Do you have an alumninum bracket holding your sight?


----------



## intheXring22 (Jul 6, 2005)

I bet your string stretched and your nock point moved.


----------



## kegan (Aug 28, 2006)

Tyr instinctive shooting. Don't have to worry about anything other than practice!

It's also better for hunting.


----------



## rdneckhntr (Oct 23, 2005)

Get your bow set up and sight it in then 

1) take measurements(A2A, Brace height, etc.)(write it down)
2) mark everything(sight, rest)


This way if it happens again you can recheck everything to see what is changing...


----------



## Epack (May 20, 2006)

most logical explination is that your peep moved, you will not notice 8 in of drop from a string stretching, espically in a short period of time, check all of your acccesories and make sure they are still properly in tune and go shoot


----------



## rage1 (Jun 29, 2006)

thanks everybody really appreciate the help and my draw lenth hasent changed but maybe thats just me


----------



## rage1 (Jun 29, 2006)

just found out the string on my drop away moved it wasnt coming up all the way


----------



## Epack (May 20, 2006)

well if all else fail the simplest explanation is usually the correct one,

hockams razor theory?


----------



## leanmeanmachine (Feb 22, 2007)

Yeah i know what you mean i have had that happen to me for the past 5 months and i still can't figure it out.


----------



## bearr (Jul 21, 2006)

leanmeanmachine said:


> Yeah i know what you mean i have had that happen to me for the past 5 months and i still can't figure it out.

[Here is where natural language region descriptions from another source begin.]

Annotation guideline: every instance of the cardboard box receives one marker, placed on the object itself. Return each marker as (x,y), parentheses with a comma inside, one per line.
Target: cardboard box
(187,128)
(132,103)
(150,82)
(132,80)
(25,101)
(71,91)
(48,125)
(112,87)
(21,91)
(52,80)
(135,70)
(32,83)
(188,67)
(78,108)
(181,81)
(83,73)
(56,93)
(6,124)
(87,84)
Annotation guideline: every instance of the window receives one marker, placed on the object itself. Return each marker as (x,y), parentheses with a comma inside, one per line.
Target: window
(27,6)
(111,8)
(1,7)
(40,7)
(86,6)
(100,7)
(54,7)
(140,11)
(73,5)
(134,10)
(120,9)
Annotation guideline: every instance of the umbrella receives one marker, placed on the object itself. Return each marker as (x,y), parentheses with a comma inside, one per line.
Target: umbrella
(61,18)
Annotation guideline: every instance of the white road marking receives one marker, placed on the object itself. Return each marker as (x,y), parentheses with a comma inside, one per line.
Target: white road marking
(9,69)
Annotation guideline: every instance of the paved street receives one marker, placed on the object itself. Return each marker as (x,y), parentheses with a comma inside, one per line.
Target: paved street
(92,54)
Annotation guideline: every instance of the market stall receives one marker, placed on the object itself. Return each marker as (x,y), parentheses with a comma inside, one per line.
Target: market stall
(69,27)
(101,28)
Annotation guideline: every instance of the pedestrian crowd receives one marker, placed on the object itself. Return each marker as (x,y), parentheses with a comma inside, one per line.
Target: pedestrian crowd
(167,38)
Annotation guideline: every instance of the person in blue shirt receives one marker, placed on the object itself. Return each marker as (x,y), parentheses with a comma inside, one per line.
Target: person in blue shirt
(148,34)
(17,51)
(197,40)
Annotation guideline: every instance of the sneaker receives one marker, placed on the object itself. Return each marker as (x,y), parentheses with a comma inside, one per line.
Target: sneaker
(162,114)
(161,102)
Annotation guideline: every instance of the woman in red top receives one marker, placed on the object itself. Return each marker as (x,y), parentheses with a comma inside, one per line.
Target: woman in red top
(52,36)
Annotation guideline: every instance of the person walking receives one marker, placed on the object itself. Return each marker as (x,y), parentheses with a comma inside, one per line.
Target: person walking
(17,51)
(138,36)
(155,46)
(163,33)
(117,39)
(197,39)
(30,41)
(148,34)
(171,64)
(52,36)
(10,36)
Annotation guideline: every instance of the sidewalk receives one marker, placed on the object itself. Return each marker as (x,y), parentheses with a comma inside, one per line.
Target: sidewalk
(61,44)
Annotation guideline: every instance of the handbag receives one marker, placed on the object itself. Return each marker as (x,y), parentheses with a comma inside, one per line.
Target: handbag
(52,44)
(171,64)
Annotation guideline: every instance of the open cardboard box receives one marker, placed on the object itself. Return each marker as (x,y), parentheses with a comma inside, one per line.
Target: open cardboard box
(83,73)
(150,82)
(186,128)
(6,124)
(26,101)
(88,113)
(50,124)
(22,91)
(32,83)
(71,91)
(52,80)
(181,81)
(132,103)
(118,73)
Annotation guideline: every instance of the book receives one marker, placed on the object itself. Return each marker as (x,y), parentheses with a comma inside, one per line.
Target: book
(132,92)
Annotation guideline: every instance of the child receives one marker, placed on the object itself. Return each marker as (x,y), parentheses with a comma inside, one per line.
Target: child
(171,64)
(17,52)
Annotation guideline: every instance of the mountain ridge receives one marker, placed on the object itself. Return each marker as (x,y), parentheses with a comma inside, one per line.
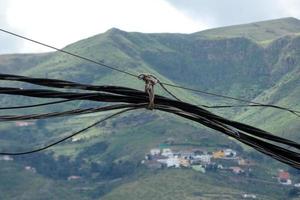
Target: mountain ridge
(108,157)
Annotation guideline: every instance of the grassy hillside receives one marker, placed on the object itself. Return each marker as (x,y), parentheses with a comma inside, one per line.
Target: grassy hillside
(264,31)
(258,61)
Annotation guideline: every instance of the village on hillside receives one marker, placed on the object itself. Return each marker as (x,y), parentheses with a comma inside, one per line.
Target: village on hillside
(223,160)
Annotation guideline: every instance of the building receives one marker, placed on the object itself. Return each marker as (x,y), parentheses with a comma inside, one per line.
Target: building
(167,152)
(170,162)
(186,154)
(244,162)
(154,152)
(205,159)
(236,170)
(184,162)
(70,178)
(24,123)
(31,169)
(6,158)
(199,168)
(284,178)
(153,164)
(218,154)
(249,196)
(229,153)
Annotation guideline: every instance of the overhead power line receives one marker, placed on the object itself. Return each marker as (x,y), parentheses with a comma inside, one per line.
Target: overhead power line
(69,53)
(66,138)
(258,139)
(295,112)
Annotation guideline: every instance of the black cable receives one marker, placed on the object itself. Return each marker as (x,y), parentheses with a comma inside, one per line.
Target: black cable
(5,118)
(120,90)
(136,76)
(232,98)
(69,53)
(188,111)
(65,138)
(42,104)
(144,99)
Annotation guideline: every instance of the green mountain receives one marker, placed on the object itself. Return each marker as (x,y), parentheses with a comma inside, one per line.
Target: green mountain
(258,61)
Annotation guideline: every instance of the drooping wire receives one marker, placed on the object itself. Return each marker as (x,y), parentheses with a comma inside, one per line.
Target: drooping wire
(136,76)
(44,104)
(233,98)
(65,138)
(69,53)
(252,136)
(73,85)
(5,118)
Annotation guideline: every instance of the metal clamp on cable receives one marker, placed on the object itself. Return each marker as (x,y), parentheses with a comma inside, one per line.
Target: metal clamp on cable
(150,81)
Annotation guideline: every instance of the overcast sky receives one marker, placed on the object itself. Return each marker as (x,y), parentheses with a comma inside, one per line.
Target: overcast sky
(61,22)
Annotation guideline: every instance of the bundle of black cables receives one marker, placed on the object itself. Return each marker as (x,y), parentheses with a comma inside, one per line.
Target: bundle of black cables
(279,148)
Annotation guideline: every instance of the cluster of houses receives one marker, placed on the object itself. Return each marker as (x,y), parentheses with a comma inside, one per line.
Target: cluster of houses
(197,159)
(284,178)
(201,160)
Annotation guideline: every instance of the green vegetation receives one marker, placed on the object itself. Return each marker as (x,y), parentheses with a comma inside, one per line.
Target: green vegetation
(258,61)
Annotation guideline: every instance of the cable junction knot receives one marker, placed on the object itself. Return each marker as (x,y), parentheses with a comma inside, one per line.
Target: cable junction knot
(150,81)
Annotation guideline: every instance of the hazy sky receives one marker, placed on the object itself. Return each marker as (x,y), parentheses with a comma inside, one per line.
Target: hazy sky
(60,22)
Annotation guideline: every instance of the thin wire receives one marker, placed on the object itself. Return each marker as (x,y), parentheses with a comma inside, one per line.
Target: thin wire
(229,97)
(69,53)
(65,138)
(44,104)
(133,75)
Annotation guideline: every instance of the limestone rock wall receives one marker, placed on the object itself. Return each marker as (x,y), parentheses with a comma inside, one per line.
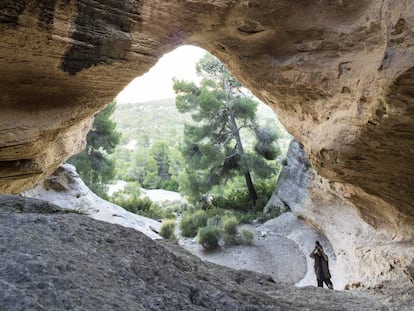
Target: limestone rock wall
(364,256)
(339,73)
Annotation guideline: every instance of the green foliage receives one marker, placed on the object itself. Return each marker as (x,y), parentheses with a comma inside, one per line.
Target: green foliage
(167,230)
(246,237)
(213,144)
(229,225)
(190,223)
(93,164)
(209,237)
(130,200)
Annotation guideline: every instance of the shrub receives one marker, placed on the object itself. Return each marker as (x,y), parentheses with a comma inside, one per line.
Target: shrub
(191,222)
(214,221)
(230,225)
(140,206)
(169,213)
(209,237)
(246,237)
(167,230)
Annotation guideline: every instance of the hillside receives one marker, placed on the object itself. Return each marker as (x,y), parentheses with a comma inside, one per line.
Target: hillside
(141,124)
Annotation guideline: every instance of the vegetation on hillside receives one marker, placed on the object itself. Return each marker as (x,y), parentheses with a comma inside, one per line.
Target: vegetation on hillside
(93,164)
(213,146)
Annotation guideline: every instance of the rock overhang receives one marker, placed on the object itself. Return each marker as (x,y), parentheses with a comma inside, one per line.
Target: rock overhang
(338,73)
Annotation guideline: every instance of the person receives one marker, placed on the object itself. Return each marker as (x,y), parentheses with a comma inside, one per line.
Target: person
(321,266)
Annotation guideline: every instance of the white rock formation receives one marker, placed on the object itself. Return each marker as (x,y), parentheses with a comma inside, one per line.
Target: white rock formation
(66,189)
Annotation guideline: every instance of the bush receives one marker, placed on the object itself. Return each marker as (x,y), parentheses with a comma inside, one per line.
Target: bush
(169,213)
(209,237)
(167,230)
(246,237)
(230,225)
(190,223)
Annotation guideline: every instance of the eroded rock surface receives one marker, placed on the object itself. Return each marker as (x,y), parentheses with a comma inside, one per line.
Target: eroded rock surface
(364,256)
(66,189)
(54,260)
(339,73)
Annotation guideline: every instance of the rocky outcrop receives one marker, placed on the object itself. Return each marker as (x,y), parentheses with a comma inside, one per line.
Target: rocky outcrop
(66,189)
(363,255)
(339,74)
(55,260)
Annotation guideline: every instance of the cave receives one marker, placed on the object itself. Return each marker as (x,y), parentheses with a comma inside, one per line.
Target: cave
(339,74)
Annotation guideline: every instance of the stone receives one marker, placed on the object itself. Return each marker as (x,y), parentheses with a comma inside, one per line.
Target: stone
(361,253)
(65,189)
(63,261)
(339,74)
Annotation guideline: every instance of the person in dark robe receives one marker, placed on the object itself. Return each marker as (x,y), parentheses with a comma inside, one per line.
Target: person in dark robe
(321,266)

thats not good. do you have an aluminum bracket?


----------



## Laura (Feb 21, 2007)

I also have strange things happening with my sights. If you haven't been shooting long, it could be a change in technique, (I always have to change my sight when I change my technique, even if it's only a slight change.) and today all my arrows were off to the right, and I didn't change my sight and i don't think I changed the way I shoot. 

Maybe it moved by itself.


----------



## Bowhunter500 (Mar 23, 2007)

I had that happen today also... i was shooting low.. very low.. so i took it to the shop and it was my peep site that was off... When i got my bow.. i had forgotten to have the string above my peep retied and it was moving up and down... but i got that fixed... and i love goin to the bowshop with ur parents.. u cant leave without buyin a few things! :wink:


----------